The Lions of Little Rock
by Kristin Levine, published 2012
“I think a friend is someone who helps you change for the better. And whether you see them once a day or once a year, if it’s a true friend, it doesn’t matter.”
This is one of the few children’s books that took me weeks to finish. Often, it portends a children’s book that I won’t recommend for the website. In this case, it’s the opposite. This is a compelling and important book for today’s world, and yet, it was painful to read, because I wished none of it were true. Yet not only are the historical incidents from 1958 factual, they also represent the contemporary battle for racial equality as well. One wants to read this children’s book as if it were history that has completed its cycle, with a happy ending. Alas, this is not so. The world is a very complicated place, indeed.

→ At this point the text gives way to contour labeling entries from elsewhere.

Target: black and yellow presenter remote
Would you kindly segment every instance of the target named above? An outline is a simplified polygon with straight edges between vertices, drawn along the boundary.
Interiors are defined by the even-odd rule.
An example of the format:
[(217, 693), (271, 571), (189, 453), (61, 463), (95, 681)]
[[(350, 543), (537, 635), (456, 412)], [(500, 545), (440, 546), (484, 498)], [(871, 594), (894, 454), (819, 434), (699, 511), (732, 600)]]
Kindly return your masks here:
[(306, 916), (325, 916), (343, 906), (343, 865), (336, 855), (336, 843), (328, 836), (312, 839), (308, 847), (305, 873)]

My real motive for offering this children’s book is that I believe our children must be able to viscerally experience the pain and hurt that comes from discrimination. Only then will children grow into adults who say, “enough.” What better way to educate children than through two very likable characters, middle-school girls, whose friendship gets torn apart because of racial injustice. I think we owe it to the world and the children to tell stories like this that get to the heart of the matter — discrimination and injustice cause pain to good human beings.
This children’s book could be used in a classroom, or as a family conversation. It is beautifully and realistically written. It is not easy, because we are confronted with the least pleasant side of humanity. But it is heroic, as we watch a 12-year-old girl come out of her cocoon of silence, finds her voice, and speaks up for friendship and against ugliness, bringing others along with her in the process.
I hope parents and children can read this together, offer comfort for the pain, and create their own plan to continue to work for change in the future. Good book for 11 to 14.